We put on all our gear this morning as it was a chilly 8 degrees. Balaclavas, jumpers, face masks, 2 pairs of trousers under our riding pants, gortex liners and rain suits all made an appearance today. It can be a bit restrictive, but also cosy warm if the wind keeps out
Five kilometers down the road we met a grey, gravel roadway. Lynn motioned us to pass and we said we’d meet at the border control of Argentina, all going well. I thought it was going to be a small patch of gravel road like before, a couple of K’s or so, but as we motored along, me in the lead, we came upon a sign about 10kms in……San Sebastian 100kms. Oh God, surely not all on gravel road!
I had a couple of big scares, well, three actually, where the bike (and I) were fishtailing through the gravel which had mounted up at various points along the track, and I had to stand up on the foot pegs to regain some control of the bike, heart pounding.
At one stage a ute in front of me stopped on a rise to give a lift to a bloke with a push bike. It all nearly came to grief when the cyclist came out into the centre of the road to load his bike into the back of the ute. I couldn’t pull over very far as I could not see what was coming over the rise, and the gravel had mounded up in the centre of the road. It was a tight squeeze as I brushed past the cyclist and shouted "Watch out!", He couldn’t have heard me coming with the wind blowing and he got a hell of a fright, firstly from me and then as Des came whizzing by
Unfortunately Des got a shock, when he couldn’t spot me in his rear vision mirror. I had pulled off the road slightly just into a verge because I thought my front tyre (which was pretty bald by now) had gone down. Also my day-bag kept coming down onto my seat when I stood on the foot pegs and I had to shinney it up again with my bum to sit down. Des saw that the bike was still upright, thank God, and I motioned that I was OK.
The corrugated washboard of a road in the last 10 kms played merry hell with my wrist and I could envisage myself running for the anti-inflammatory when I arrived at my destination.
At the border of Chile, we did the carnet and passport thing, checked out of Chile, and rode 12kms down the (bitumen, ahhh) road to enter into Argentina, again. Such waste of time. One would think Chile and Argentina could come to some arrangement with this small section of land of about 200kms, which one has to cross into and out of Chile to get into Argentina again to go to Ushuaia
We passed many oil and gas derricks in Argentina, as we had before in the stretch going to Comodoro Rivadavia. The oil pumps were rhythmically bobbing their heads up and down like big black birds. The roads were sealed and good, and at one point extremely wide, like that section was used as a runway for aircraft, perhaps during the Maldives/Falklands war.
It was very picturesque in this area with smooth, green mountains on our right interrupted by the grey roadway and then continuing on the left with a bowl shape which supported cows and guanacos. The grass in the huge bowl area was short and lush looking, with some natural dams with water for the animals. A fox with a black ringed tail ran in front of my bike and I got a good look at the little fellow. The ride in this area was magnificent with these mountains and valleys.

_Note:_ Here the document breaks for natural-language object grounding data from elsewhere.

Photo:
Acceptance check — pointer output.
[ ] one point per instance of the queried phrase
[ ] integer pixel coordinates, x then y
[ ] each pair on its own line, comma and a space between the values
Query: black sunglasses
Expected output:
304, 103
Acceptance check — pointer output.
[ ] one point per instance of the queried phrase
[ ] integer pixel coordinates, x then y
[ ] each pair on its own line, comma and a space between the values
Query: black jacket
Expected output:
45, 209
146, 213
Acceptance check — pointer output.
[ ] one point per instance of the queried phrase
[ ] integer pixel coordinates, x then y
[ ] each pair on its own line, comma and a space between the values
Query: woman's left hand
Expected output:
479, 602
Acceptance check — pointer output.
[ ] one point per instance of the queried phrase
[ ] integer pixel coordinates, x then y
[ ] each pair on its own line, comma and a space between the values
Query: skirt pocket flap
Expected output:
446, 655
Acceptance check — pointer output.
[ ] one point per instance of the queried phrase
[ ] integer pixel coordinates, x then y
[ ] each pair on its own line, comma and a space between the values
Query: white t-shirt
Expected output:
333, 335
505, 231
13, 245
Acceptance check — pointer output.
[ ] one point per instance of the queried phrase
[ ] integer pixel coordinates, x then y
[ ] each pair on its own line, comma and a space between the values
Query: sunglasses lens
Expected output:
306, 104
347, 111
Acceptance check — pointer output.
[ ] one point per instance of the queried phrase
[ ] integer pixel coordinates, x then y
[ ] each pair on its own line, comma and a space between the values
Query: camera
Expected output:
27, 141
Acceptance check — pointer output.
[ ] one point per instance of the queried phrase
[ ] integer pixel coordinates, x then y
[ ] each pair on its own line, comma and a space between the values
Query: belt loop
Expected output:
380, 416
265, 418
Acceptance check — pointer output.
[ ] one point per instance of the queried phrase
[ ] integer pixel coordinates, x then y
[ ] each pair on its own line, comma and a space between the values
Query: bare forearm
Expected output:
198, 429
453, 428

Villa Hotel is where we settled down for the night in Rio Grande, Tierra del Fuego. It wasn’t easy to find a hotel here as the one Lou and Lynn had earmarked on the esplanade was closed down for renovation. The one we tried at in the centre of town, was way too expensive and the third one we tried was full
After unloading the gear from the bikes, we reported a water leak from the heater in our bathroom, which the manager came to fix. He stuffed about a bit for 20 minutes or so and was in and out of the room. Finally he said. “OK finished” and left. The solution, he found, was to put a bucket under the leak and let it drip into that all night! I got up three times during the night to empty the bucket.